First, for each bam-file, we need to estimate the PMD and Sequencing errors. This time, we will estimate the default empiric error model (this may take a few minutes):

for bam in *.bam; do
    atlas estimateErrors --minDeltaLL 0.1 --fasta ATLAS_simulations.fasta --bam $bam
done

This creates 11 json-files, called ATLAS_simulations_ind{1..11}_RGInfo.json

3.2.3 Genotype Likelihood Files

The bam-file format is a per-read file format, however, for most downstream analysis, and especially when comparing different samples, we want to do this per site (position on chromosome). For this, the Genotype Likelihood File Format is convenient, which stores for each site the likelihoods of the ten genotypes: AA, AC, AG, AT, CC, CG, CT, GG, GT, TT.

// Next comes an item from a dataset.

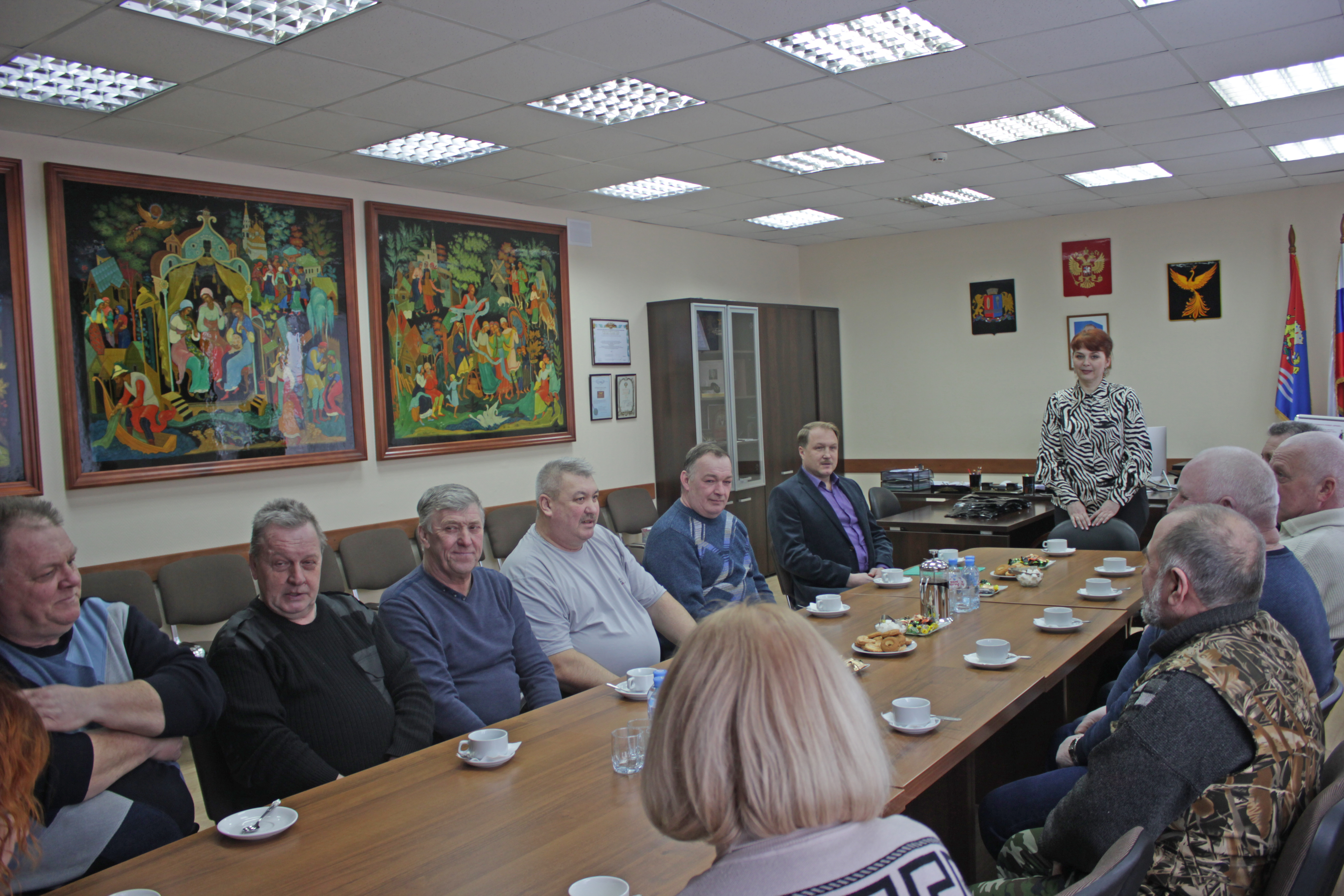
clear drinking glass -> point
(627, 755)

Now, we can create the GLF files using the task GLF:

for bam in *.bam; do
    name=${bam%.bam}
    atlas GLF --bam $bam --RGInfo ${name}_RGInfo.json
done

The GLF-files are called *.glf.gz, and the index-files *.glf.idx. You can open the index-files with a text editor and verify that they all have the same number of chromosomes and the same length.

You can print a GLF-file using the following command:

atlas printGLF --glf ATLAS_simulations_ind5.glf.gz | less

The values of the likelihoods are 16-bit Phreds = -1000*log10(P)), so a value of 301 would mean a log10Probability of -0.301 or a Probability of 0.5.

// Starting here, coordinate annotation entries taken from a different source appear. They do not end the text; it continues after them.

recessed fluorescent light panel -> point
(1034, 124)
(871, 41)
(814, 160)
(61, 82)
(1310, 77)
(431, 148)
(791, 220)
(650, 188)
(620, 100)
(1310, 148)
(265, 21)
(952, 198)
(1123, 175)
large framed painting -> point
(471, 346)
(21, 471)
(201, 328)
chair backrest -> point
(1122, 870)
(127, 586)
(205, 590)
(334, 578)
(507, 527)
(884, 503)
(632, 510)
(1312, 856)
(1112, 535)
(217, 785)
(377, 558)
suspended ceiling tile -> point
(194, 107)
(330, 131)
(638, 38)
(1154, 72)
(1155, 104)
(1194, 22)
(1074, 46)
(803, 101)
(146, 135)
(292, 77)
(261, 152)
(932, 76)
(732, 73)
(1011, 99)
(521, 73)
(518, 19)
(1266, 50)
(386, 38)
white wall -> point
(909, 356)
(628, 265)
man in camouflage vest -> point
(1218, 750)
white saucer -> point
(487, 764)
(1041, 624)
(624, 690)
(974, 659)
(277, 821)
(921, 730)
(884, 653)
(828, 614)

We will define a variable that holds all the glf-files:

samples=$(ls -1 *.glf.gz | paste -s -d ',' -)

3.2.4 Major and Minor Alleles

Now that we have the GLF-files, we can do various population tasks on them. Let’s start by Estimating major and minor alleles with the task majorMinor

atlas majorMinor --glf $samples

This creates the Variant Call Format file called ATLAS_majorMinor.vcf.gz

3.2.5 Site Allele Frequencies

We simulated the population with a given SFS, so let’s see if we can estimate it. First, we need to estimate the site allele frequencies using the task saf:

atlas saf --glf $samples --fasta ATLAS_simulations.fasta

This creates saf-files. If you wish to view it, you can use the command realSFS print of the angsd tool chain.

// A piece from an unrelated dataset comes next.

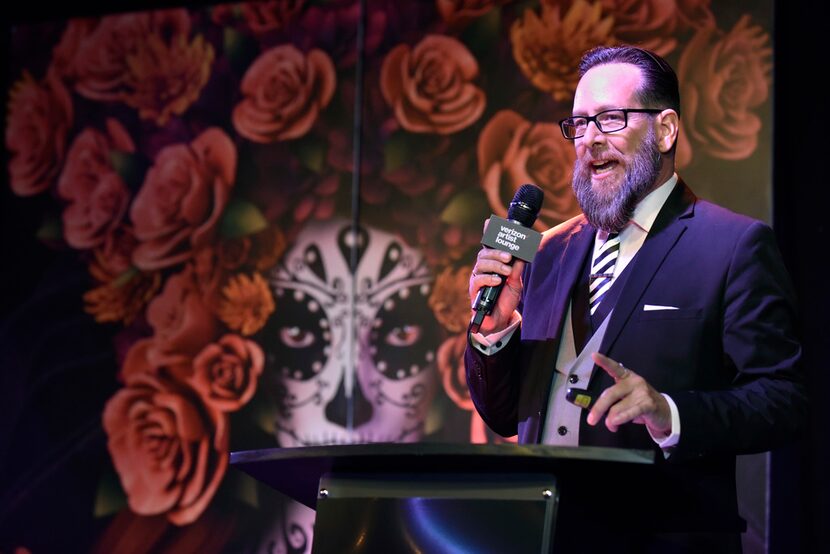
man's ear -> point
(668, 126)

3.2.6 Site Frequency Spectrum

To infer the site frequency spectrum of our population, we will use the tool winsfs. Please follow the following instructions to install it:

https://github.com/malthesr/winsfs?tab=readme-ov-file#installation

Please set winsfs as a global alias with:

alias winsfs="/path/to/your/winsfs/build/winsfs"

We can calculate and view the normalized site frequency spectrum using the same command:

winsfs saf.saf.idx | winsfs view --normalise

Is it similar to the one we simulated? What would the SFS look like without correcting the PMD and sequencing errors?